Борщ был общим, а к чаю - у каждого свое, как и хлеб, всегда серый. К чаю был маляс - кофейного цвета липучая гуща, ее выдавали на учительский паек, а иногда бабуся привозила из города. Деньги уже ничего не стоили, и маме платили за работу натурой - малясом и сахарином.
Сахариновые кристаллики бабуся разводила водой в сливочнике, в чашку морковного, очень красивого и вкусного чая наливала две ложечки - было вкусно. Был другой заменитель сахара - сахарный буряк. Свеклину терли на терке, получалась серая масса, в нее примешивали подмороженные ягоды калины. Когда была мука, то пекли пироги или хлебцы-калинники.

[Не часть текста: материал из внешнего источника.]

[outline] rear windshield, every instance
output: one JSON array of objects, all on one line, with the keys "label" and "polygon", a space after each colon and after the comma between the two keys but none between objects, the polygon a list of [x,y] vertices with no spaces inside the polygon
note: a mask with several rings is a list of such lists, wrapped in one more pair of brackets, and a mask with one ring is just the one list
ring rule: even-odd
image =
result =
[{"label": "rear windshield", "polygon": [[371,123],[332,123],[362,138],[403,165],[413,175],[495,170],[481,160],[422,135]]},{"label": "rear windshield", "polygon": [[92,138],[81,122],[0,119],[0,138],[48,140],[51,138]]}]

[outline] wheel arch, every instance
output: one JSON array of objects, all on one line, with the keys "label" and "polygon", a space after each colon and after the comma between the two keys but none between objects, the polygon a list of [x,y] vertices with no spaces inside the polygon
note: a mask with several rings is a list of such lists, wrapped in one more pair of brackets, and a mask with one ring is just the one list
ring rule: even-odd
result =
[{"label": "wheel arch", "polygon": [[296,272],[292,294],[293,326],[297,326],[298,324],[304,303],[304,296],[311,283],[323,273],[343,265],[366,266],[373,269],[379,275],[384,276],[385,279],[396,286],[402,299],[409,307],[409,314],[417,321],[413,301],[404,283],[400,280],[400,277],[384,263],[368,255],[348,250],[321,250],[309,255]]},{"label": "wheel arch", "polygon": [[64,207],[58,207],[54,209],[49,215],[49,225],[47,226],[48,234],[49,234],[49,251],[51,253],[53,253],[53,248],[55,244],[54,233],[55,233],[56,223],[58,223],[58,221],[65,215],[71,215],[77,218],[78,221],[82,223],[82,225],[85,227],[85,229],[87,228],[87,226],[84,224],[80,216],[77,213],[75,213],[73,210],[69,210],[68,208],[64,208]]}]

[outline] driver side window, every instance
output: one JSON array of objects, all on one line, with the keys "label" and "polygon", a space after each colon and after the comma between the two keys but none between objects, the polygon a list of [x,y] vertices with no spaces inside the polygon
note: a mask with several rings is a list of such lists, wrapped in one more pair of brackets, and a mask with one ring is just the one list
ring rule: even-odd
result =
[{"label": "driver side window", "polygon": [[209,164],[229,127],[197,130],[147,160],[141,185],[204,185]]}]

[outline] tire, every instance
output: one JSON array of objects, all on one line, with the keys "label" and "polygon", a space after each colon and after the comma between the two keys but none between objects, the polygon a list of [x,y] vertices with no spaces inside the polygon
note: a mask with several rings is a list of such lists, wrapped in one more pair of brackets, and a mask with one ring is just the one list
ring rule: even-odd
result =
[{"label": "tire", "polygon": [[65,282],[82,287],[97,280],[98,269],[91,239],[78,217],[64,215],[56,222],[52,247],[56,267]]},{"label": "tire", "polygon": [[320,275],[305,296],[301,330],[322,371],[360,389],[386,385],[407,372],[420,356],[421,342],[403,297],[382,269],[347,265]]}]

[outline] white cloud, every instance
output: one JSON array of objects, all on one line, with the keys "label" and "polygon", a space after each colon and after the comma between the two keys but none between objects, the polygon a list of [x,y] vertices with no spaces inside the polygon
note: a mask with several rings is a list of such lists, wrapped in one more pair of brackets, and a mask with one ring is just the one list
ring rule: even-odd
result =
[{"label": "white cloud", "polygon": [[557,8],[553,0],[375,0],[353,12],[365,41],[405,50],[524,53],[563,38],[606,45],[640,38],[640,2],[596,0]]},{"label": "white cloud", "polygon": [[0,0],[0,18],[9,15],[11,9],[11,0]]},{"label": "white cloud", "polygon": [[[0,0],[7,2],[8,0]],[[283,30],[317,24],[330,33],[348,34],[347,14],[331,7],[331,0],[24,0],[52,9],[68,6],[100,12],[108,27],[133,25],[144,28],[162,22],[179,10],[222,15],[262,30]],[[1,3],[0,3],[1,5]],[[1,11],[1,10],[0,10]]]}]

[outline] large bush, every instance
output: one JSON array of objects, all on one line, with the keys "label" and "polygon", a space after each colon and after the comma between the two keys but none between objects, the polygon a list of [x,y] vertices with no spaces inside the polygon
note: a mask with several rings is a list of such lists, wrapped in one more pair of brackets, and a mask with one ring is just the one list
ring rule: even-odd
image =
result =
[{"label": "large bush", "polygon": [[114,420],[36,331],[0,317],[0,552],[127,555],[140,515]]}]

Как-то бабусе выдали два фунта настоящего белого сахарного песку. Его нужно было "тянуть", и бабуся мне насыпала в блюдечко по чайной ложке. Этого было мало, и я решила копить, чтобы съесть сразу, пошила из обрезков белый мешочек величиной с папиросную коробку. Мешочек день за днем наполнялся, но у меня не хватило терпения, я вечером доставала его из-под подушки и сосала уголок. Мое заскорузлое "богатство" обнаружила бабуся и только покачала головой, потому что мешочек был уже грязным. Я заплакала - жаль было пропавший сахар! Но бабуся сказала: "Нет худа без добра, сварим кисель".
Она натерла картошку, отцедила крахмал, сварила калиновый кисель, а из выжатой тертой картошки напекла дранки-коржики. То-то был праздник!
Иногда бабуся покупала или меняла какие-то вещи на молоко. Оно было дорогое, только для добавки в чай или в кофе из жареных желудей.
Меня мучило видение из прошлого - ведь у меня уже было прошлое! Няня меня накормила и стала поить молоком. Я убежала из-за стола, но няня пошла за мной с фарфоровой чашечкой. На моей чашечке были голубые незабудки. "Не буду пить, - капризничала я. - Молоко противное!" Но няня уговаривала и совала чашечку ко рту. Я ее перехитрила, покорно взяла молоко двумя руками и - вылила на пол. Молоко забрызгало туфельки и чулки, растеклось густой лужицей по крашеному полу. Меня поставили в угол.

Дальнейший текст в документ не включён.